Architects have been issued with guidance from RIBA for the first time about incorporating anti-terrorism measures into their designs. “This advice is very welcome because it will make architects think about the safety of a building’s residents from the outset and, as we now know, terrorism is threat to all of us,” said Denis Wright, managing director of Wrightstyle Limited.
Wrightstyle has been at the forefront in developing glass and glazing systems to mitigate against a whole range of threats, from fire to ballistic and explosive attack, and has recently introduced a system that can withstand even the explosive impact of a lorry bomb.
The Royal Institute of British Architects (RIBA) has issued its advice to improve the way architects and planners think about security. The advice includes a range of measures, including barriers and bollards, landscaping and surveillance, as well as using blast and ballistic resistant glass.
“The message that we have been trying to convey to architects is that, if a system such as ours is used for the external glazing, the glazing system will look no different from conventional curtain walling,” said Denis Wright.
The RIBA advice comes in the wake of further recent terrorist atrocities in Moscow and amid continuing uncertainty worldwide. The importance of blast resistant curtain walling is that the main cause of injury and death from a bomb attack is flying glass. In an attack using explosives in an urban area, between 80-85% of all secondary blast injuries are caused by flying glass.
Wrightstyle’s landmark test, conducted independently at a specialist site in the UK, involved the system being subjected to the equivalent of 500k of TNT, acknowledged as an average-sized lorry bomb.
Although glass and glazing companies have been active for some years in developing safer systems, the attack on the Federal Building in Oklahoma City some fifteen years ago focused research attention. Amid that carnage, 200 victims suffered from glass injuries and glass fragments were found six miles from the detonation. In New York, on 9/11, 15,500 windows were damaged within a mile of Ground Zero, nearly 9,000 within half that distance. One senior fire officer had to have 47 shards of glass removed from his eyes.
When a bomb detonates, it produces gases at very high temperatures. This in turn leads to a rapid expansion of air and the creation of a shock wave travelling at supersonic speeds. The shock wave lasts only a few milliseconds and is then followed by an equally sudden but longer-lasting drop in pressure. It’s the enormous impact of the shock wave and the subsequent suction that shatters the glass and distorts the framing.

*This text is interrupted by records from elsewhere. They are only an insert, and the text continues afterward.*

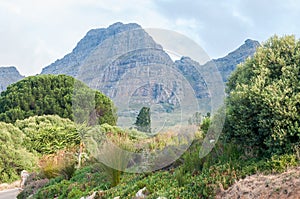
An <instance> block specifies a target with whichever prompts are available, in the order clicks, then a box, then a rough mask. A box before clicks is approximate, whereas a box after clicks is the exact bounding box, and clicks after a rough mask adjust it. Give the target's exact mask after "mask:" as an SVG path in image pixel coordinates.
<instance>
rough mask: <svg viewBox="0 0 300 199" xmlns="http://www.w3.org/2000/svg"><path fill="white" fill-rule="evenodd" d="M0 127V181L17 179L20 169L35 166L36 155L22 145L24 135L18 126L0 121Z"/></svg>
mask: <svg viewBox="0 0 300 199" xmlns="http://www.w3.org/2000/svg"><path fill="white" fill-rule="evenodd" d="M0 129H1V130H0V183H4V182H12V181H15V180H19V179H20V173H21V171H22V170H24V169H25V170H28V171H32V170H34V169H35V168H36V166H37V158H36V155H34V154H32V153H30V152H29V151H27V150H26V149H25V148H24V147H23V146H22V143H23V140H24V138H25V135H24V133H22V132H21V131H20V130H19V129H18V128H16V127H14V126H13V125H12V124H6V123H2V122H0Z"/></svg>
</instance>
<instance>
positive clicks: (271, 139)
mask: <svg viewBox="0 0 300 199" xmlns="http://www.w3.org/2000/svg"><path fill="white" fill-rule="evenodd" d="M299 79H300V41H299V40H296V39H295V37H294V36H284V37H281V38H280V37H277V36H274V37H272V38H270V39H269V40H268V41H267V42H265V43H264V44H263V45H262V46H261V47H259V48H258V49H257V52H256V53H255V55H254V57H253V58H250V59H247V60H246V62H245V63H243V64H241V65H239V66H238V68H237V70H236V71H235V72H234V73H233V74H232V76H231V77H230V79H229V81H228V84H227V86H228V87H227V94H228V99H227V122H226V123H227V127H228V128H227V130H226V132H225V135H226V137H227V138H228V139H230V140H233V141H235V142H236V143H238V144H242V145H243V146H245V148H250V149H251V150H253V149H254V150H255V149H257V150H255V151H258V152H260V153H261V154H265V155H272V154H281V153H286V152H290V151H292V150H293V147H295V146H297V145H298V146H299V145H300V122H299V121H300V81H299Z"/></svg>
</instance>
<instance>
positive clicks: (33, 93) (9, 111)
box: [0, 75, 117, 125]
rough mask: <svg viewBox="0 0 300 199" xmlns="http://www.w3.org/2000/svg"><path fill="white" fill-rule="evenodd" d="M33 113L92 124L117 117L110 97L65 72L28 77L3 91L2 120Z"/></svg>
mask: <svg viewBox="0 0 300 199" xmlns="http://www.w3.org/2000/svg"><path fill="white" fill-rule="evenodd" d="M91 99H93V100H91ZM34 115H59V116H60V117H62V118H69V119H71V120H74V119H75V120H76V122H84V121H86V122H89V123H91V124H103V123H108V124H111V125H115V124H116V121H117V117H116V109H115V107H114V105H113V102H112V101H111V100H110V99H109V98H108V97H106V96H105V95H104V94H102V93H100V92H99V91H95V90H92V89H90V88H89V87H88V86H86V85H84V84H83V83H82V82H80V81H78V80H76V79H74V78H73V77H70V76H66V75H38V76H31V77H27V78H24V79H22V80H20V81H18V82H16V83H14V84H12V85H10V86H9V87H8V88H7V90H5V91H3V92H2V93H1V96H0V121H4V122H10V123H13V122H15V121H16V120H18V119H20V120H22V119H25V118H28V117H30V116H34Z"/></svg>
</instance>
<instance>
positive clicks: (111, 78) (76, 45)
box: [0, 22, 259, 114]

The Wrightstyle system’s strength was achieved through a glazing technique that bonds the glass to the framing support system, so that in an explosion, the components work together to safely absorb the shock of the explosion and retain the glazing elements.

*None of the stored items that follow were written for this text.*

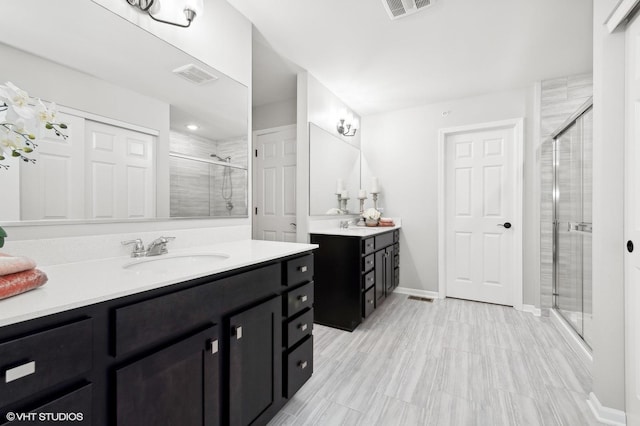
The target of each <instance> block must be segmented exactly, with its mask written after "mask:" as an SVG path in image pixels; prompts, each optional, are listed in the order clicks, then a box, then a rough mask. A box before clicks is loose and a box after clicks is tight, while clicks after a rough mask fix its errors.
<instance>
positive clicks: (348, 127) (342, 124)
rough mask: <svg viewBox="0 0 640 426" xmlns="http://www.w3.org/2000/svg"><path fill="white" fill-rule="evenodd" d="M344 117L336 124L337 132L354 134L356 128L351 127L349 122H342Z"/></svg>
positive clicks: (341, 118) (351, 135)
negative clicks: (347, 122)
mask: <svg viewBox="0 0 640 426" xmlns="http://www.w3.org/2000/svg"><path fill="white" fill-rule="evenodd" d="M344 121H345V120H344V118H341V119H340V120H339V123H338V125H337V126H336V129H337V130H338V133H340V134H341V135H342V136H355V134H356V132H357V131H358V129H355V128H354V129H353V130H352V129H351V123H348V124H344Z"/></svg>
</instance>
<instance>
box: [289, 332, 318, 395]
mask: <svg viewBox="0 0 640 426" xmlns="http://www.w3.org/2000/svg"><path fill="white" fill-rule="evenodd" d="M285 362H286V366H285V375H286V378H285V384H286V385H285V389H284V396H285V397H286V398H291V397H292V396H293V394H295V393H296V392H297V391H298V389H300V388H301V387H302V385H303V384H304V383H305V382H306V381H307V380H309V377H311V375H312V374H313V336H309V338H308V339H307V340H306V341H305V342H304V343H302V344H301V345H300V346H298V347H297V348H296V349H295V350H293V351H292V352H291V353H289V355H287V357H286V361H285Z"/></svg>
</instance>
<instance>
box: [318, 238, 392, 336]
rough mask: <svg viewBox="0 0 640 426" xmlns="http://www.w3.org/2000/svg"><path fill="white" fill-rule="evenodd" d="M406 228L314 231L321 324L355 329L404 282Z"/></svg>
mask: <svg viewBox="0 0 640 426" xmlns="http://www.w3.org/2000/svg"><path fill="white" fill-rule="evenodd" d="M399 242H400V230H399V229H394V230H390V231H387V232H382V233H379V234H376V235H372V236H367V237H361V236H355V235H353V236H352V235H333V234H311V243H312V244H318V245H319V246H320V247H319V248H318V249H317V250H316V252H315V255H314V262H315V274H314V276H315V309H314V311H315V312H314V317H315V322H316V323H318V324H322V325H327V326H330V327H336V328H340V329H343V330H348V331H353V330H355V328H356V327H357V326H358V325H359V324H360V323H361V322H362V320H363V318H366V317H368V316H369V315H371V314H372V313H373V312H374V310H375V309H376V308H377V307H379V306H380V305H381V304H382V303H383V302H384V300H385V298H386V297H387V295H388V294H390V293H391V292H392V291H393V290H394V289H395V288H396V287H397V286H398V284H399V280H400V257H399Z"/></svg>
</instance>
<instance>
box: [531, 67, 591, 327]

In the independent test at RAF Spadeadam in Northumberland, the simulated lorry bomb attack was immediately followed by a simulated car bomb attack (100k of TNT). The lorry bomb was detonated 75m from the test rig, whilst the car bomb was detonated at a distance of 20m to produce a higher pressure loading and shock on the façade.

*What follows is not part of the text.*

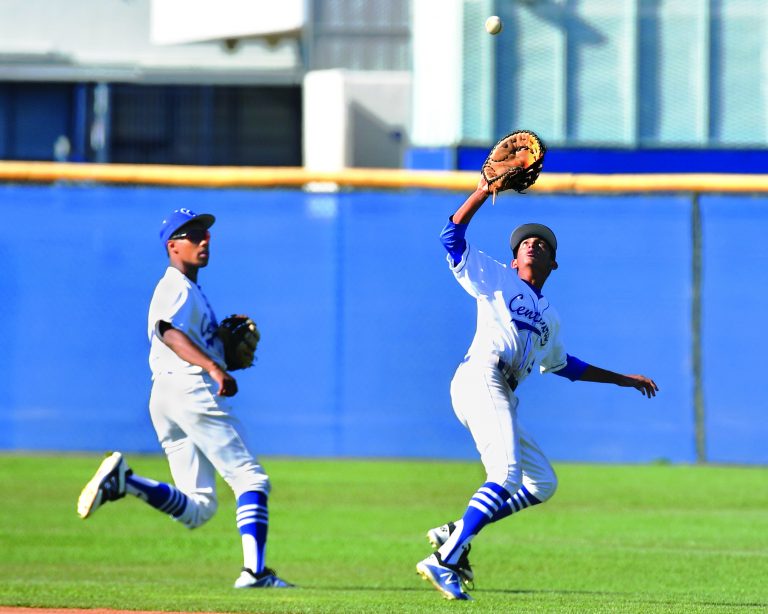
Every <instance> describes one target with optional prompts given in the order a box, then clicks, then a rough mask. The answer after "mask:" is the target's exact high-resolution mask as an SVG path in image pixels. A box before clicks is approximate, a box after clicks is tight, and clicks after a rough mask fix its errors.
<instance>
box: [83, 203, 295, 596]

“We may not have yet taken explosives from the hands of terrorists. But for the occupants of those buildings that incorporate the latest blast-resistant steel glazing systems, we have taken away an equally potent weapon: the glass itself,” said Denis Wright. “We absolutely welcome RIBA’s advice because, from now on, architects must consider the whole range of measures that can be taken to mitigate against terrorist attack, yet still design buildings able to incorporate beautiful glass façades,” he said.